List Rules You're voting on the worst gifts. That said, the worst one should be at the top of the list
These ate the worst gifts to give anyone, anywhere, anytime. Unless you're in the market for your office's white elephant gift exchange, then these gifts are ones that you likely will be pretty annoyed to receive this holiday season. I mean, if I saw any of these gifts under my Christmas tree, I'd be so angry, put it mildly. These gifts are pretty ridiculous and by that, I mean awful. I mean, would you seriously consider giving a loved one a Nicolas Cage pillowcase? How about giving your brother a Justin Bieber alarm clock? I'm sure that will go over well. In the non-celebrity portion of the list, would you seriously consider buying an iPhone holder or pajama jeans? I don't think so. If you think these would be good gift ideas, then you should really think twice about your lack of good taste.
But, if you're sadistic or perhaps a comedian, this list may help you embarrass, or at minimum, annoy a friend, family member or co-worker. So, if you're still on the fence for what gift to buy for that special someone, then I'd highly, highly recommend you don't get any of the gifts listed below.
Take a look at the horrible gifts on this list.
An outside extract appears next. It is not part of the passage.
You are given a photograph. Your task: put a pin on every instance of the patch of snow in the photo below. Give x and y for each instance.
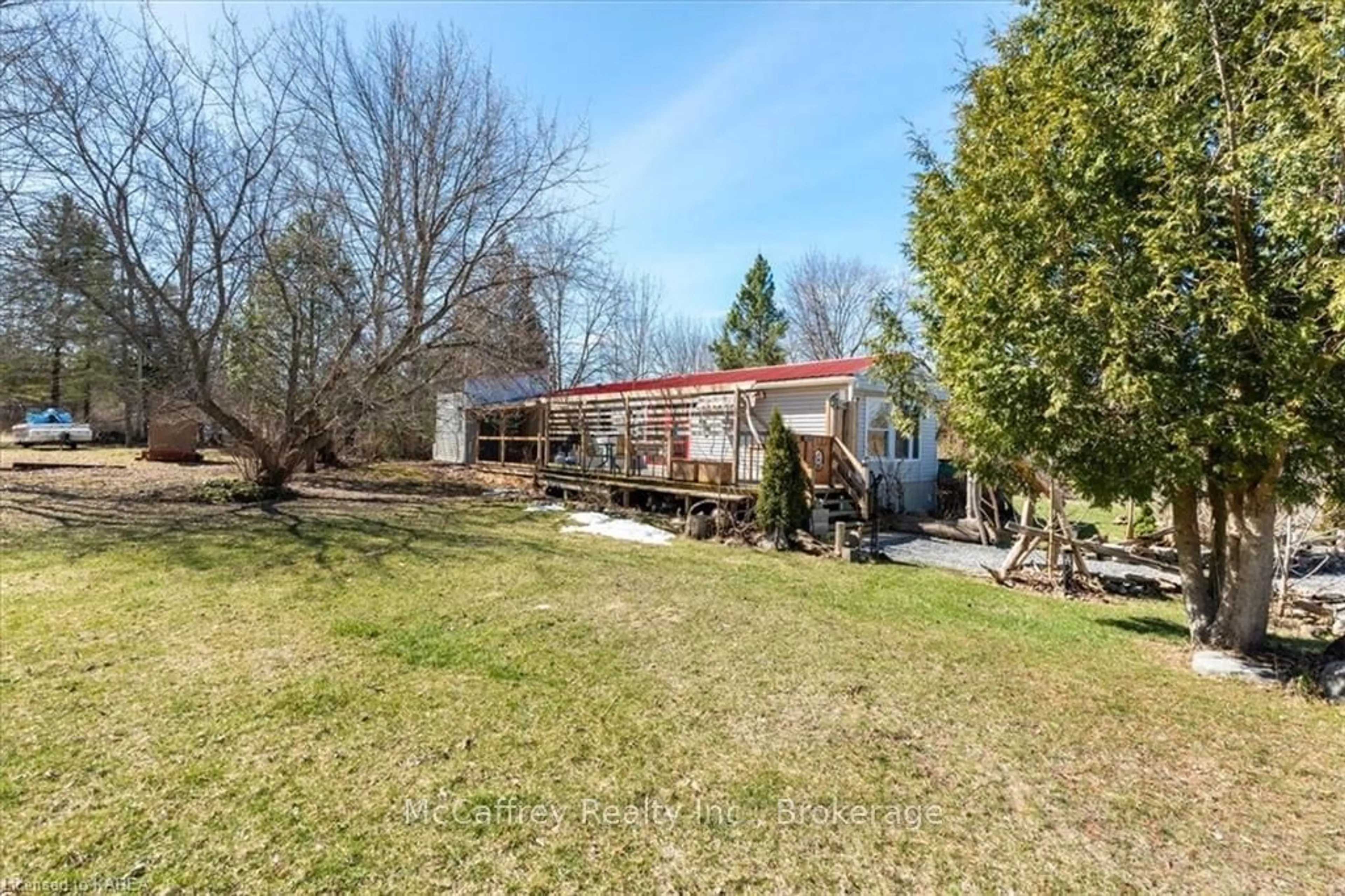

When you see these awful things, hopefully it will inspire you to find some pretty awesome gifts this holiday season. Vote on what gifts you think are the absolute worst on this list of pretty bad gifts.
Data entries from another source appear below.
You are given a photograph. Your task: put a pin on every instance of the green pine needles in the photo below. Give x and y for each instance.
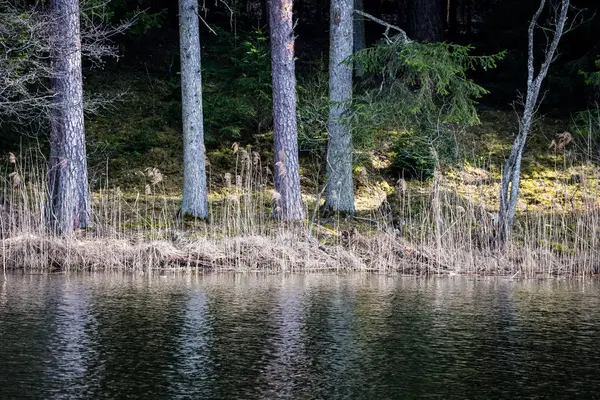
(418, 92)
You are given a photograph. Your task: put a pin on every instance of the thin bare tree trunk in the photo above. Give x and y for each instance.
(195, 198)
(68, 192)
(509, 188)
(288, 200)
(340, 189)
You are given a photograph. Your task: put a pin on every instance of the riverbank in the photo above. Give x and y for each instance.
(445, 225)
(289, 249)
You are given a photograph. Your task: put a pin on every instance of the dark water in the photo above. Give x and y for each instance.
(297, 337)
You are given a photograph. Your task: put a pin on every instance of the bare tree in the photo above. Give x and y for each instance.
(24, 62)
(287, 196)
(195, 197)
(340, 189)
(509, 188)
(360, 42)
(68, 193)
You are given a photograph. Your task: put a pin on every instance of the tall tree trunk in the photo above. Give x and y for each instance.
(426, 22)
(195, 199)
(511, 175)
(288, 200)
(68, 191)
(340, 190)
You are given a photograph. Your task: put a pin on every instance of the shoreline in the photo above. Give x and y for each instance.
(289, 251)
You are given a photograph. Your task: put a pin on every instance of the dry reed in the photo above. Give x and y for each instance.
(432, 231)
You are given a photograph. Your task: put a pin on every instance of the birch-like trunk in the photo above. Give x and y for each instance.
(287, 199)
(195, 198)
(360, 41)
(68, 193)
(340, 188)
(509, 187)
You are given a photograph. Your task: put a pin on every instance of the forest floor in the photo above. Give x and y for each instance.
(443, 225)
Nicolas Cage Pillowcase Would YOU want to sleep on Nic Cage's face?
Party in the Tub Light EDM take over hits your child's bathtub. Blah.
Fanny Farting Bank Maybe for a White Elephant party?
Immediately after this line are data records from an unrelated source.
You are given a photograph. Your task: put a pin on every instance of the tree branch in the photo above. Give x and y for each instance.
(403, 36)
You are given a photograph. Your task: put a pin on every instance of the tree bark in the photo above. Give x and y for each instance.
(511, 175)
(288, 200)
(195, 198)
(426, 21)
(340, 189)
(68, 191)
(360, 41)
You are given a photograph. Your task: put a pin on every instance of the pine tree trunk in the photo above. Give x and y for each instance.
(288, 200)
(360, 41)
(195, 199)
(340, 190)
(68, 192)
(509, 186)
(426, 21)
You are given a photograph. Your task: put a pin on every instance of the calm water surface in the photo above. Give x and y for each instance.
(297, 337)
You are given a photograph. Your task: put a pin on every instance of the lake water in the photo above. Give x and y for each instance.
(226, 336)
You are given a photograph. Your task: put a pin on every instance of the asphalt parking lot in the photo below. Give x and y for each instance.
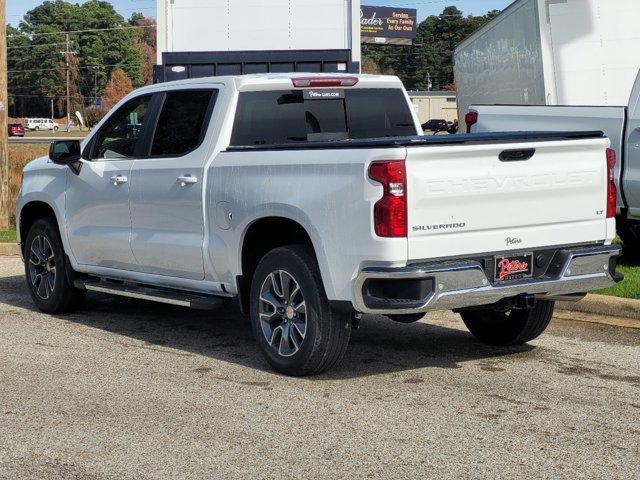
(134, 390)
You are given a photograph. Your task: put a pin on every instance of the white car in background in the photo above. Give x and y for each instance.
(41, 124)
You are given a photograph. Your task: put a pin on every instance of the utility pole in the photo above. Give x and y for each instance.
(4, 154)
(68, 52)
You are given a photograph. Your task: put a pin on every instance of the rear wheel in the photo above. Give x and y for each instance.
(298, 331)
(511, 327)
(45, 269)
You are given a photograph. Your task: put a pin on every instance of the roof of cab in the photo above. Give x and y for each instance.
(260, 81)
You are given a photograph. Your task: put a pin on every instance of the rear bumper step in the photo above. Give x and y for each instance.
(464, 283)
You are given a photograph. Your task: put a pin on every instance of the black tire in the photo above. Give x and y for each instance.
(326, 330)
(513, 327)
(61, 296)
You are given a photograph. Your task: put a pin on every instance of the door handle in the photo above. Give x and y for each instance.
(119, 179)
(187, 180)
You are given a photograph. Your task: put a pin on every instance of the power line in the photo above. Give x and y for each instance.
(79, 68)
(128, 27)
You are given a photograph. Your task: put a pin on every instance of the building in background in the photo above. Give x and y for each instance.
(434, 105)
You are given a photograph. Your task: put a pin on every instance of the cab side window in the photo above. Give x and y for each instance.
(183, 122)
(119, 136)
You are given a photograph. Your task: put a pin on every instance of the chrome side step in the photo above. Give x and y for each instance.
(153, 294)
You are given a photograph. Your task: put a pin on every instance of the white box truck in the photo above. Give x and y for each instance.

An iPhone Holder One of the most useless gifts on the list.
Justin Bieber Alarm Clock No. Words. Necessary.
Razorblade Soap Does this make any sense to any sensible person?
The Brief Jerkey Ouch.
Directional Towels In case you couldn't decide which towel you should use to use to wash your face and which towel to use to dry off your backside, then these are the perfect set of towels for you.
NCIS Bert the Farting Hippo Ummmmmmmmmmmmmm.
Pajama Jeans What? Jeggings weren't good enough for you?
Bear in Bikini Keychain This would be cute...for an eight-year-old.
A Creepy Doll in a Leopard Outfit Easily the creepiest gift on this list.
An Inflatable Fruitcake Huh?
Criss Angel Magic Platinum Kit Unless you're a super dbag, then I'd recommend you'd stay away.
A Dog Bean Bag Chair What's more depressing: the look at the dog's face or the idea of actually using this?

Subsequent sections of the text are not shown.